23 Jul 2007

Mikhail Gorbachev

We have just finished the Chapter of the Fall of the Communist Empire in History. Then I gradually came to understand the former leader of the Soviet Union, Mikhail Gorbachev.

It's really hard to give a comprehensive judgment of this man. In my view he is a hero, who had the heart and ambition, but eventually failed.

He was quite farseeing, as in he could see what was needed to really improve the developments of the Soviet Union. However, at the same time, he was not wise enough. Maybe he hadn't expected that he might fail one day. Or I would rather believe that he had thought of his failure, but was still determined to take a go on his political career, or more accurately, on the destiny of his nation.

When the collapse of the Soviet Union and the communism seemed inevitable, Gorbachev still endeavored to find a solution.
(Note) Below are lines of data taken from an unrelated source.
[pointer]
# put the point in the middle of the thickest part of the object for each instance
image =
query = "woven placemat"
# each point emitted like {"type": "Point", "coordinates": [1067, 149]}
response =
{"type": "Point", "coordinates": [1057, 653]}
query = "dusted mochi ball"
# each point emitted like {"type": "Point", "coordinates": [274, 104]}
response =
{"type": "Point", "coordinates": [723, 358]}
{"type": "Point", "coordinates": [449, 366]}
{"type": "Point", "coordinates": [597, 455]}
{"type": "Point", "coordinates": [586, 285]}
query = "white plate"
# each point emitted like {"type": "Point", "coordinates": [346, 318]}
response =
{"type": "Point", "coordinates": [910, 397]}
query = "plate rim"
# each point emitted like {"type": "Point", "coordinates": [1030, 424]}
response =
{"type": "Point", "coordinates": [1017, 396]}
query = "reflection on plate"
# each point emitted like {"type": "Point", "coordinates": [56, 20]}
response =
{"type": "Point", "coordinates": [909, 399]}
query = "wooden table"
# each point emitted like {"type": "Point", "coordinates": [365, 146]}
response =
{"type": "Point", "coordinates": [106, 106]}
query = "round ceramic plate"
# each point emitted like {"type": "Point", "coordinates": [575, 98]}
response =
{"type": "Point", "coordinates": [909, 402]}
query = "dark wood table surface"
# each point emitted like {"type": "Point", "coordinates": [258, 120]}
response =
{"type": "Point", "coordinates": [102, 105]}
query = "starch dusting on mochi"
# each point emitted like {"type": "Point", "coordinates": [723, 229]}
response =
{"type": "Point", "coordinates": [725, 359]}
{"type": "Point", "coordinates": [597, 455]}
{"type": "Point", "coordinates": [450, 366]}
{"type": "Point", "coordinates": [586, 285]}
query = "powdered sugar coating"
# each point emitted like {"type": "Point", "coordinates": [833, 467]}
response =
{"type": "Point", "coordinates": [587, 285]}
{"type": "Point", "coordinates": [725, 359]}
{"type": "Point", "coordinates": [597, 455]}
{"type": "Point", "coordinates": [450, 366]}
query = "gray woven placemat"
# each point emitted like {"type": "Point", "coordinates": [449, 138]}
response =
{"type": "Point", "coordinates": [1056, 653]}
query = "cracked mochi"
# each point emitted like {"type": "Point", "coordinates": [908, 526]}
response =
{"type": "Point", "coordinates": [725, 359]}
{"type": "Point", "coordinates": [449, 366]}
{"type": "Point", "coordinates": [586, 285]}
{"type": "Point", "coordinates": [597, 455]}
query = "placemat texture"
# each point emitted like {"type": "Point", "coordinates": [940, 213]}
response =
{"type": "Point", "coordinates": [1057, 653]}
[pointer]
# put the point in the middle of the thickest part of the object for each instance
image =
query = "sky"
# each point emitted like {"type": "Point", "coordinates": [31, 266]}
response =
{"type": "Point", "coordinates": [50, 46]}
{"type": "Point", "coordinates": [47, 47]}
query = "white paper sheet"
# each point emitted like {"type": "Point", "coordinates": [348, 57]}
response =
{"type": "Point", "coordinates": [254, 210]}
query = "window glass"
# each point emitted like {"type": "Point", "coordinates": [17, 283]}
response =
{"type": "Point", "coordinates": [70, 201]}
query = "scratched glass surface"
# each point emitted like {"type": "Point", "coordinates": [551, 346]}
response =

He refused to give his country or his people up. His policies were brilliantly, but not applicable to the Soviet Union of that period, and thus, in a way, sped up the fall of the Communist Empire.

It all seemed ridiculously, when I read about the fact that the communist hard-liners thought Gorbachev's actions were all anti-communism. Didn't any one of them have sense? Couldn't they foresee what would happen to the USSR if no informs were introduced? And the people, why were they all so shortsighted? Was it true that no one in the Soviet Union could understand his pure diligence?

However, I knew clearly that all my accusations were just biased. No one was to be blamed. That is history. You have no stand to give judgments about anything, if you have never experienced the event yourself. In most occasions you can't even differentiate the right and wrong, because that is called history, such a complex subject that you can never know the exact solution which you can expect to get in science. Maybe this is the charm of literature.

Gorbachev, if I am to say, is a hero, who has born in a wrong age.